As river waters are getting warmer due to the high temperatures, some power stations have had to shut down since the reactors can no longer be effectively cooled. This has led to electricity shortages for the main French power provider EDF that provides electricity not only in France but also in Germany, the UK, and other European countries.

One UN climate researcher has reiterated that the temperature rises could reach an irreversible level soon. A rise of an average of 1.5 to two degrees Celsius over regular seasonal highs would be a red line that scientists have warned must not be breached. But Europe has already crossed this point, with more air pollution due to the drought and other major changes to the climate adding to an already vicious circle.

Unless the disastrous cycle of greater emissions giving rise to ever greater climate breakdown is broken, there will be little chance that humanity will manage to avert the changes resulting from the new climate patterns. Last year, countries agreed to do more to halt the increases in the Earth’s temperature at the COP26 Climate Change Conference in Glasgow.

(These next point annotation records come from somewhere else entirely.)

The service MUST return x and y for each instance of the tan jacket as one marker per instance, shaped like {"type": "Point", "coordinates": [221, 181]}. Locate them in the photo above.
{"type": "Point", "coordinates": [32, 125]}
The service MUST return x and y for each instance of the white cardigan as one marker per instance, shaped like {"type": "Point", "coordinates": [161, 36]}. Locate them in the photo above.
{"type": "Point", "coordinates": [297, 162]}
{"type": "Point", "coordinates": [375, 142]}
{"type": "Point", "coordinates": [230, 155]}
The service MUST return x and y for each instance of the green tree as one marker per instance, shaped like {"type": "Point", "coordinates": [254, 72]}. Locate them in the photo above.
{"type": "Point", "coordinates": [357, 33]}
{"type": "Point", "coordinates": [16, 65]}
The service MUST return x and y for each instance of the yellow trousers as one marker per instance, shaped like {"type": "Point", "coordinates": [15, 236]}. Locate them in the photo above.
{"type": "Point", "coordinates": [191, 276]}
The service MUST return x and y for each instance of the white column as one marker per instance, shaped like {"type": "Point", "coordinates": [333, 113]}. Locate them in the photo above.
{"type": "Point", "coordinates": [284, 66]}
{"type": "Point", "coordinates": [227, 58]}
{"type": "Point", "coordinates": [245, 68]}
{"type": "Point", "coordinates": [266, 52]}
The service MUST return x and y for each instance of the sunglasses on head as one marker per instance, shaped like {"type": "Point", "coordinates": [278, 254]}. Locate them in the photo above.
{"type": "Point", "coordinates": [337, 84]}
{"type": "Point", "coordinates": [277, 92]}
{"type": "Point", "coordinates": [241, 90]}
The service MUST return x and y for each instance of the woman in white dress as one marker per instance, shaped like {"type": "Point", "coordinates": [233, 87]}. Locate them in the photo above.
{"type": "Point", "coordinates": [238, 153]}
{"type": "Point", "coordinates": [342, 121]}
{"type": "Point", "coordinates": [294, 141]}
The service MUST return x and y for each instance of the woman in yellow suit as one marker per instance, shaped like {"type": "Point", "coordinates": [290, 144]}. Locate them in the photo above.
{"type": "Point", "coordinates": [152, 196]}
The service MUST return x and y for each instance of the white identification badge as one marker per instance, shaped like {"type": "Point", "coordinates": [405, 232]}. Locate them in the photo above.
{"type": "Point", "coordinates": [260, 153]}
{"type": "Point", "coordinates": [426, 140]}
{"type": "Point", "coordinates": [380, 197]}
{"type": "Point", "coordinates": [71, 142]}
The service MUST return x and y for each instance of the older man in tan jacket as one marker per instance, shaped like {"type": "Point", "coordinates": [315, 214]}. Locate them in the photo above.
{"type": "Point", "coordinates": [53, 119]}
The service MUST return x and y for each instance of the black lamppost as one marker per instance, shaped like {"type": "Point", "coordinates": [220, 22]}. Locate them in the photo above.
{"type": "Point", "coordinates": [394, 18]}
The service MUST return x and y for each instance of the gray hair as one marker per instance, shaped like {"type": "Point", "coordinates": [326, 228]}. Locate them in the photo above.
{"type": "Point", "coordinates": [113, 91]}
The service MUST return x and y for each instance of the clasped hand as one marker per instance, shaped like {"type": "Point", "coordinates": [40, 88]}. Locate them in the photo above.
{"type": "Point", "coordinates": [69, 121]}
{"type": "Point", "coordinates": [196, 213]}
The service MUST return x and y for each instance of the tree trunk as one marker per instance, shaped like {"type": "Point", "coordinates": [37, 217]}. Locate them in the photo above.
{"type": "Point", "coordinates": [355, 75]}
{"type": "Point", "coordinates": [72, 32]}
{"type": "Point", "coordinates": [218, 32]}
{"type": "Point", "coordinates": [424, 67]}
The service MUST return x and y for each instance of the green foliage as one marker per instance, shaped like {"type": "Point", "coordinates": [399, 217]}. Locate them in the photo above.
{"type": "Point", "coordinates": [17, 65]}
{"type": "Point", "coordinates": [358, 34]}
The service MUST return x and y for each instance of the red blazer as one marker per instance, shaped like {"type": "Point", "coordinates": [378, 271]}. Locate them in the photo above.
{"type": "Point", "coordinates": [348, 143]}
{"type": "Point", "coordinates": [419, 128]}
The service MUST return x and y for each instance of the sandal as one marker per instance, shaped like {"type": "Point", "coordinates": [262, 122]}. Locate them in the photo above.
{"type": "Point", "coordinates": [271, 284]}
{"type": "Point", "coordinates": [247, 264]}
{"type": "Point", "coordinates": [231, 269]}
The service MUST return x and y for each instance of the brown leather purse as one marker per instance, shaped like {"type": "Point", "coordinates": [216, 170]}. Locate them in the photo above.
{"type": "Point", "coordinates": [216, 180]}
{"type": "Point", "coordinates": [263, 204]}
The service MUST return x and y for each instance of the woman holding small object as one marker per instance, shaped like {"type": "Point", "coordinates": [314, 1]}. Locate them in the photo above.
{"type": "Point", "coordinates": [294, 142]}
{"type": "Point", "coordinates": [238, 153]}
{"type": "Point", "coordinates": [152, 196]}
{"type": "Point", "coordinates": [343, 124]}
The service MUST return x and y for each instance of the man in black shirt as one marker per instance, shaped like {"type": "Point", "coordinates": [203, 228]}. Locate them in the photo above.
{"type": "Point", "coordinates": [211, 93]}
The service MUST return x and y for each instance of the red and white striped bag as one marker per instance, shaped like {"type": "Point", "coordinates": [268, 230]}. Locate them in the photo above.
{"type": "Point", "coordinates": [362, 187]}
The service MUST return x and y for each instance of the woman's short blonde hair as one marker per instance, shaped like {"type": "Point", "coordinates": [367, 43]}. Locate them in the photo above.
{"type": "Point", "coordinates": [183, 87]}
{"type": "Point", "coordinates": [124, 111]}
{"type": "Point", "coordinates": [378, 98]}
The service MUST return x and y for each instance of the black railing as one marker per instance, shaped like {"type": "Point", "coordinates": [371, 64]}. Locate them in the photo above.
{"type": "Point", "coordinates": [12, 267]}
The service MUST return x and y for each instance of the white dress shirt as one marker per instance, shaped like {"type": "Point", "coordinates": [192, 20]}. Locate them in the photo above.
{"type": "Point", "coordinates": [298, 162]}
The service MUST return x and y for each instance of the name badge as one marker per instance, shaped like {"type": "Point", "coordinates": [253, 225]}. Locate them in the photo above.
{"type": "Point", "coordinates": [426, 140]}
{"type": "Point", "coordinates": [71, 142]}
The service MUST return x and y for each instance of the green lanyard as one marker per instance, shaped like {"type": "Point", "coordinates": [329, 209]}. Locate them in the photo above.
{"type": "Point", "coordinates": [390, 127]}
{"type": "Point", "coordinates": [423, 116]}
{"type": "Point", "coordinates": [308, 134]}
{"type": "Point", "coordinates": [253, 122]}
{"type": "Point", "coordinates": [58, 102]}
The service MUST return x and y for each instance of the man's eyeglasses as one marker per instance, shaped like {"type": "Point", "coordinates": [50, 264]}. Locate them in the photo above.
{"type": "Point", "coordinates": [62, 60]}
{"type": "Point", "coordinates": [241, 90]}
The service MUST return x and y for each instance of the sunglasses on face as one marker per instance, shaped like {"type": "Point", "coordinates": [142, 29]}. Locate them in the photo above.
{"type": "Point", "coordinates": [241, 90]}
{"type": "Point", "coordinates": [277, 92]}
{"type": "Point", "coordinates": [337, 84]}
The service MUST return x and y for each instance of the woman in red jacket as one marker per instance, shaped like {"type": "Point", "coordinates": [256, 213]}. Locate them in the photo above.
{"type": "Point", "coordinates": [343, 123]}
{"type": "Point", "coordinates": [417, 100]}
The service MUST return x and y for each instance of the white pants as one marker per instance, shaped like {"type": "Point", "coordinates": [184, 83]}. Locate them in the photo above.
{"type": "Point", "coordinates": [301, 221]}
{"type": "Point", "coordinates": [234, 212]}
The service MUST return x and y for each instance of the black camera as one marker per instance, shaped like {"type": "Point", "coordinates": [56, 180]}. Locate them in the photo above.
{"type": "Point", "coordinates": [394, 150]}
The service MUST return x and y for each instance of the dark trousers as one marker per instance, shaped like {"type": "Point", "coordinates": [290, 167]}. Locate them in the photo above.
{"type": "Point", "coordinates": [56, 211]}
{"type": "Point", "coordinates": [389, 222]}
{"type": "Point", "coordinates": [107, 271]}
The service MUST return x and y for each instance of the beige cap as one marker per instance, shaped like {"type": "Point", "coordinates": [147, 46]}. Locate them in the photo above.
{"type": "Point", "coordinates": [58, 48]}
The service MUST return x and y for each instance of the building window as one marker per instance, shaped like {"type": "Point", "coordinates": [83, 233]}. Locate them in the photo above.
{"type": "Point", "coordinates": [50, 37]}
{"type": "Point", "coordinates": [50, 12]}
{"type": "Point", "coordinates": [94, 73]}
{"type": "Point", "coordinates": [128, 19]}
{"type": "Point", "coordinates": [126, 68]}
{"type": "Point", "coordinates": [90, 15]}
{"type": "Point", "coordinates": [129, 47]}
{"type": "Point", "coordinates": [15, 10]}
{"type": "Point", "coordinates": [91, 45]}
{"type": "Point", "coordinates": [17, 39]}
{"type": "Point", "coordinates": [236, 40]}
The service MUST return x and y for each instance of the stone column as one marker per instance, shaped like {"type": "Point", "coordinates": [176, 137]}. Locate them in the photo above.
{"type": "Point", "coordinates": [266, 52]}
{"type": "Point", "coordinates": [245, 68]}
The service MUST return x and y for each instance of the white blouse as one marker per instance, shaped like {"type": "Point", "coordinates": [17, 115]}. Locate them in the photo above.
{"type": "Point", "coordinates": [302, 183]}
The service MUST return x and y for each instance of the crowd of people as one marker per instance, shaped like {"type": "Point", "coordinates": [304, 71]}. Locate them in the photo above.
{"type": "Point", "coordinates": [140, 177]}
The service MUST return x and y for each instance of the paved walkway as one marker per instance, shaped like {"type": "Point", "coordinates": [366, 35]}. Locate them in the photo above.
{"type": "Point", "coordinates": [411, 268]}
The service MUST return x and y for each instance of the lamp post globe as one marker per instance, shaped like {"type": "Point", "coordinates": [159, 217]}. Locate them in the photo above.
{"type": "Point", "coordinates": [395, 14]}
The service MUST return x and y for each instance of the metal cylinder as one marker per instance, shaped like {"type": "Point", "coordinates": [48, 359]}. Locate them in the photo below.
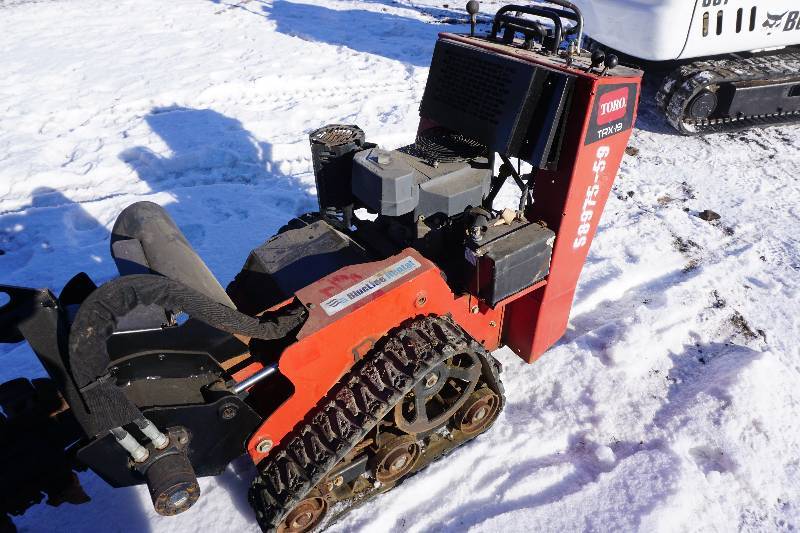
{"type": "Point", "coordinates": [159, 440]}
{"type": "Point", "coordinates": [172, 484]}
{"type": "Point", "coordinates": [131, 445]}
{"type": "Point", "coordinates": [332, 149]}
{"type": "Point", "coordinates": [255, 378]}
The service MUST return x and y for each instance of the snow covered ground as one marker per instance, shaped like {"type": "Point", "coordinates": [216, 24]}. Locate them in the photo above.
{"type": "Point", "coordinates": [670, 405]}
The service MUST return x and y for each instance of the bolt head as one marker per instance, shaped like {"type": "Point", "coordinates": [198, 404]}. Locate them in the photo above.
{"type": "Point", "coordinates": [431, 380]}
{"type": "Point", "coordinates": [228, 411]}
{"type": "Point", "coordinates": [264, 445]}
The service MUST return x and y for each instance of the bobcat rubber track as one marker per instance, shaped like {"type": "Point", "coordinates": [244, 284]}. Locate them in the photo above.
{"type": "Point", "coordinates": [684, 83]}
{"type": "Point", "coordinates": [354, 406]}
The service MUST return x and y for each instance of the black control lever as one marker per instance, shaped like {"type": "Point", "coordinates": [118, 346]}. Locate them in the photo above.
{"type": "Point", "coordinates": [598, 56]}
{"type": "Point", "coordinates": [610, 62]}
{"type": "Point", "coordinates": [473, 6]}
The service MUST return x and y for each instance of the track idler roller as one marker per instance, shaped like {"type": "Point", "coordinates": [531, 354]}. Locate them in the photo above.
{"type": "Point", "coordinates": [478, 412]}
{"type": "Point", "coordinates": [396, 458]}
{"type": "Point", "coordinates": [305, 516]}
{"type": "Point", "coordinates": [429, 365]}
{"type": "Point", "coordinates": [172, 484]}
{"type": "Point", "coordinates": [703, 105]}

This year, Egypt is hosting the COP27 Conference in the southern Sinai, and next year’s COP28 Conference will be hosted by the UAE, another Middle Eastern desert country. UN experts and other climate scientists warn that these two global conferences might be the last chance for the world to avert catastrophic climate change and spare the globe its effects.

The deserts of the Middle East might provide Europe and the world with one answer to the pressing problems of climate change through power generation from clean sources like wind and solar power or through green hydrogen.

But first the world needs to make the COP27 Conference a success by agreeing on urgent and decisive action on climate change.

*A version of this article appears in print in the 25 August, 2022 edition of Al-Ahram Weekly.